Nanoluciferase-Based Method for Detecting Gene Expression in Caenorhabditis elegans.

Genetic reporters such as the green fluorescent protein (GFP) can facilitate measurement of promoter activity and gene expression. However, animal autofluorescence limits the sensitivity of GFP and other fluorescent reporters in whole-animal settings like in the nematode Caenorhabditis elegans Here, we present a highly sensitive Nanoluciferase (NanoLuc)-based method in a multiwell format to detect constitutive and inducible gene expression in C . elegans We optimize detection of bioluminescent signals from NanoLuc in C. elegans and show that it can be detected at 400,000-fold over background in a population of 100 animals expressing intestinal NanoLuc driven by the vha-6 promoter.
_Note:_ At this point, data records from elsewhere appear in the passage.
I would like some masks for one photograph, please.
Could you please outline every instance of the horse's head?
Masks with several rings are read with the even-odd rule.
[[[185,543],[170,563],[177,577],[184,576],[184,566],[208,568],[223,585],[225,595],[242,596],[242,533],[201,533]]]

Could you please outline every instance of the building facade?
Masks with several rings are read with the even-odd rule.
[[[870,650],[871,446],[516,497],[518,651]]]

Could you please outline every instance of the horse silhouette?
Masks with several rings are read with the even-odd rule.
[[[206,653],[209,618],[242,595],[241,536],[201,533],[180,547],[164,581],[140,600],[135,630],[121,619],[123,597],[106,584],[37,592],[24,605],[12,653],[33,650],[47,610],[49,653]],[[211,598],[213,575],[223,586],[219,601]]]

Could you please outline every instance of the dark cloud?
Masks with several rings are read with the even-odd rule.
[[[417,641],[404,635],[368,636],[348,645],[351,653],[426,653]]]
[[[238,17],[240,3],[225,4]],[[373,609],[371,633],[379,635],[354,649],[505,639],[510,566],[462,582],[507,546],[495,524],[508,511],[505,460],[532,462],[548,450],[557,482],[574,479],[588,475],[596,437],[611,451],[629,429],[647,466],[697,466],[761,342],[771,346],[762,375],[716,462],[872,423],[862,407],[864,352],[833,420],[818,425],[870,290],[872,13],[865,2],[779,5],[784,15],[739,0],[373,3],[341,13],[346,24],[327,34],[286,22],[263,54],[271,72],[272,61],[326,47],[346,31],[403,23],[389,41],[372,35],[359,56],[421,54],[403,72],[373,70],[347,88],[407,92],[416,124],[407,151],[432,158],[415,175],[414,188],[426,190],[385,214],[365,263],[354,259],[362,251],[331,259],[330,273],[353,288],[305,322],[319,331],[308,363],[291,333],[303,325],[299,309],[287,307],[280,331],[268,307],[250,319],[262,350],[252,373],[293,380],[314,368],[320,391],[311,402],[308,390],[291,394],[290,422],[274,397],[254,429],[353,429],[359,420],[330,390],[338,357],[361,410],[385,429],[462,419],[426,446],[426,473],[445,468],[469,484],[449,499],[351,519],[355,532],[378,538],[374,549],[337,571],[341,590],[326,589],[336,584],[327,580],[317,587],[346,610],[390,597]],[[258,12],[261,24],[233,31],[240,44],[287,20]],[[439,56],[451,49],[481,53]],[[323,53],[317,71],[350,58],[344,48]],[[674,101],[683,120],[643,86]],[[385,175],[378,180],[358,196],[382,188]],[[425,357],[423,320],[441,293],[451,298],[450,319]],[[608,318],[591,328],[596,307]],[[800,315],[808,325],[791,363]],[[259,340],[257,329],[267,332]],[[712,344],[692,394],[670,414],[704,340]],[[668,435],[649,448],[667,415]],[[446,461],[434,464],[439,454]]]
We can reliably detect signal in single vha-6p::Nanoluc-expressing worms from all developmental stages. Furthermore, we can detect signal from a 1/100 dilution of lysate from a single vha-6p::Nanoluc-expressing adult and from a single vha-6p::Nanoluc-expressing adult "hidden" in a pool of 5000 N2 wild-type animals. We also optimize various steps of this protocol, which involves a lysis step that can be performed in minutes. As a proof-of-concept, we used NanoLuc to monitor the promoter activity of the pals-5 stress/immune reporter and were able to measure 300- and 50-fold increased NanoLuc activity after proteasome blockade and infection with microsporidia, respectively. Altogether, these results indicate that NanoLuc provides a highly sensitive genetic reporter for rapidly monitoring whole-animal gene expression in C. elegans.